下一瞬,血纹顺着石砖缝隙疯狂蔓开,转眼便爬满整座地下宫殿。那些纹路一路蜿蜒到众人脚边,随后“砰砰”几声闷响,地面鼓起,一个接一个血红色的骷髅从地下钻了出来。
它们空洞的眼眶里跳着幽红的火,刚一探出,便张牙舞爪地朝众人扑去。
呦呦睁大眼睛,小脸都皱了起来:“好丑哦。”
“往后。”柳白衣一把将顾薇薇带到石柱后,神色冷了下来。
墨渊已经先一步提刀迎了上去,刀光横扫,最前头三具骷髅被他当场劈成两截。
夜无痕身形更快,只剩一道残影,寒芒连闪,血骷髅接二连三碎了一地。
可不过片刻,那些散开的骨头便被血雾一裹,咔咔几声,又重新拼了回去。
墨渊眉头一沉:“杀不尽。”
萧绝一剑斩开扑向顾薇薇的一具骷髅,剑锋一转,又逼退另一侧数道血影,声音冷沉:“这不是活物。”
顾薇薇抬手射出几枚银针,银针没入骷髅眉心,却像扎进一团死气里,半点没能拦住它们动作。
老者站在石棺旁,双臂张开,黑纹自脸上一路蔓延,声音又干又冷:“区区凡人,也敢闯这里?今日,便都留在这儿做祭品吧。”
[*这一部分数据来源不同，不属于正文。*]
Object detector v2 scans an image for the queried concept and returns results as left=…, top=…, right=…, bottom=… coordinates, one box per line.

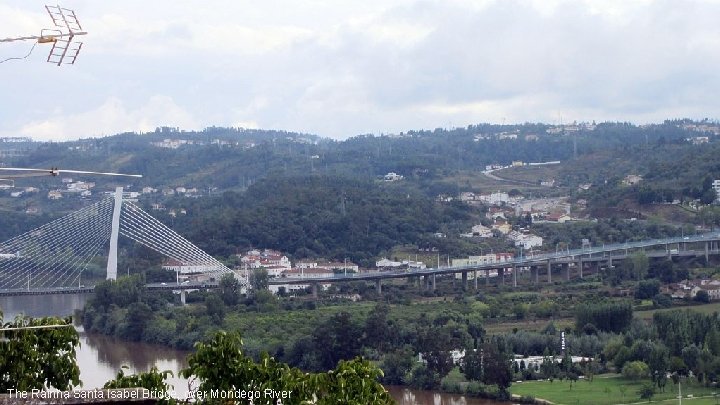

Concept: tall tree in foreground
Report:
left=0, top=313, right=80, bottom=392
left=182, top=332, right=394, bottom=405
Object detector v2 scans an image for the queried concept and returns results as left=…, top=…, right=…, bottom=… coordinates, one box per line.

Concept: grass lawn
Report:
left=510, top=375, right=717, bottom=405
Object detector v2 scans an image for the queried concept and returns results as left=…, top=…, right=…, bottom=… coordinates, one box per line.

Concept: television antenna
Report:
left=0, top=5, right=87, bottom=66
left=0, top=167, right=142, bottom=179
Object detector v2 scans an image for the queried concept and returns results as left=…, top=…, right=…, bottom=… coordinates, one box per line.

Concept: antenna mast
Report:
left=0, top=6, right=87, bottom=66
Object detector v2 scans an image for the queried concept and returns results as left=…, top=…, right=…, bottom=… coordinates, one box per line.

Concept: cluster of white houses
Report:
left=163, top=249, right=513, bottom=294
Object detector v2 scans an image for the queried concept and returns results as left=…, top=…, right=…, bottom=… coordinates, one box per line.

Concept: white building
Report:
left=375, top=257, right=403, bottom=268
left=383, top=172, right=403, bottom=181
left=268, top=268, right=335, bottom=294
left=480, top=192, right=510, bottom=205
left=508, top=231, right=542, bottom=249
left=713, top=180, right=720, bottom=200
left=452, top=253, right=514, bottom=267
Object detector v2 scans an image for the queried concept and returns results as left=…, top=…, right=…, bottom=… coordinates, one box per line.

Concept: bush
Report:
left=622, top=361, right=650, bottom=380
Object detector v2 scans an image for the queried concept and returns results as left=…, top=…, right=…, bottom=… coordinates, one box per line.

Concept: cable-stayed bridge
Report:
left=0, top=188, right=720, bottom=295
left=0, top=187, right=231, bottom=291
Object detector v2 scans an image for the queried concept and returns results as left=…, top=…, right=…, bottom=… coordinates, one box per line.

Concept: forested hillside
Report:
left=166, top=176, right=471, bottom=265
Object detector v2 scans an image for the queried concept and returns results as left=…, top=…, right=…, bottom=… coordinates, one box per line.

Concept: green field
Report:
left=510, top=375, right=717, bottom=405
left=635, top=302, right=720, bottom=320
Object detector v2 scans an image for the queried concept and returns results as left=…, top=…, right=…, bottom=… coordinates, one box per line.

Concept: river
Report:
left=0, top=294, right=503, bottom=405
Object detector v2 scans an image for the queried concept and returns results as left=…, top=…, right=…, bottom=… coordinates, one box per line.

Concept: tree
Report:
left=630, top=252, right=650, bottom=280
left=635, top=280, right=660, bottom=300
left=181, top=331, right=393, bottom=405
left=205, top=294, right=225, bottom=323
left=103, top=366, right=177, bottom=404
left=622, top=360, right=650, bottom=380
left=250, top=267, right=268, bottom=291
left=364, top=303, right=391, bottom=352
left=313, top=312, right=362, bottom=370
left=638, top=384, right=655, bottom=401
left=218, top=274, right=241, bottom=306
left=482, top=342, right=512, bottom=391
left=0, top=313, right=80, bottom=392
left=695, top=290, right=710, bottom=303
left=121, top=302, right=152, bottom=341
left=380, top=348, right=415, bottom=385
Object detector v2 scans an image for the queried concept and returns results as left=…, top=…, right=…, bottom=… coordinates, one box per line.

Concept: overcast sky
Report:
left=0, top=0, right=720, bottom=140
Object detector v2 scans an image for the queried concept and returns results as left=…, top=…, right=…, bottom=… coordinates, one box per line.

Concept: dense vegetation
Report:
left=0, top=312, right=80, bottom=393
left=166, top=177, right=471, bottom=266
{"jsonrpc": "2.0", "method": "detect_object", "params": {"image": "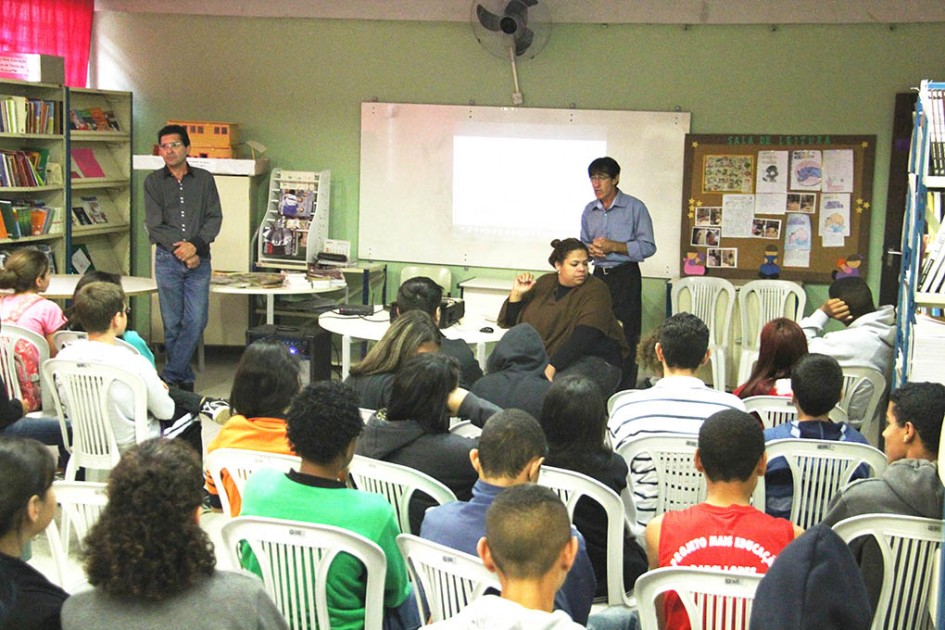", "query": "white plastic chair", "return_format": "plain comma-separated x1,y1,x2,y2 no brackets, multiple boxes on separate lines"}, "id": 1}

46,481,108,590
670,276,735,392
0,324,53,410
204,448,302,517
617,434,764,523
397,265,453,296
53,330,141,354
348,455,456,534
538,466,631,606
43,359,150,481
833,514,943,630
450,420,482,438
765,438,886,529
839,365,886,446
742,396,797,429
738,280,807,383
221,516,387,629
634,567,762,630
742,396,847,429
397,534,501,622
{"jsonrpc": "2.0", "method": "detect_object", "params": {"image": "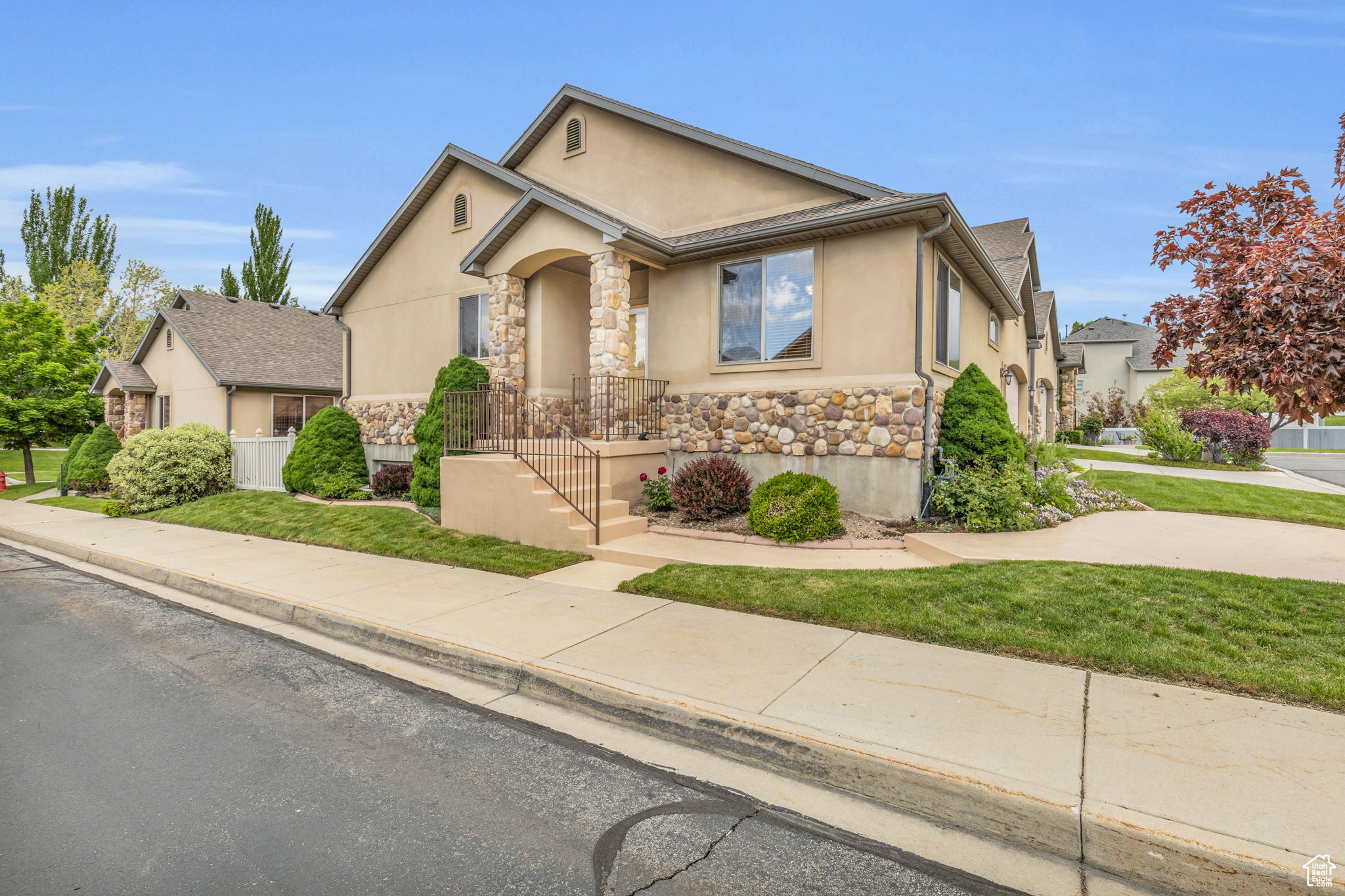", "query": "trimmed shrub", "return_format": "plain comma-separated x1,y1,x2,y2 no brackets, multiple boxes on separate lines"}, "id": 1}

368,463,412,500
280,406,368,492
1181,408,1269,466
1136,407,1205,461
410,354,491,508
104,423,234,516
312,470,372,501
939,364,1025,467
671,454,752,520
66,423,121,492
748,473,841,542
话音刚落,地上血纹再次翻涌,更多骷髅从石缝里顶了出来,密密麻麻,几乎铺满视野。
药不然骂了一声,扬手就是一把毒粉:“来,试试这个!”
白雾扑过去,迎面罩了几具骷髅满头满脸。
结果那几具东西连停都没停,踩着雾气就扑了上来。
药不然:“……”
他又飞快换了个瓶子,再撒。
没用。
再换。
还是没用。
药不然被气得直转圈:“不是,这玩意儿不讲道理啊!它们到底是死的,还是活的?”
柳白衣一掌震开逼近的一具骷髅,冷冷回他一句:“算你今日倒霉。”
“都这时候了你还要呛我?”
柳白衣抬手碾碎一枚解毒丹,清苦药香弥散开来,周围人闻着都精神一振,偏偏那些血骷髅半点反应也没有,依旧争先恐后地往前扑。
他眉心微拧,只能将顾薇薇护得更紧些:“退后些。”
呦呦的小布包已经扒拉开一半了,手都伸进去了,又被萧绝衣按住。
她抬起小脸,不死心地争取:“呦呦可以把它们毒成花肥。”
“这个不吃毒。”萧绝言简意赅。
“那就埋掉。”
“也先别埋。”
呦呦只好哦了一声,乖乖抱紧自己的小布包,眼睛却还是盯着前头,显然很想上。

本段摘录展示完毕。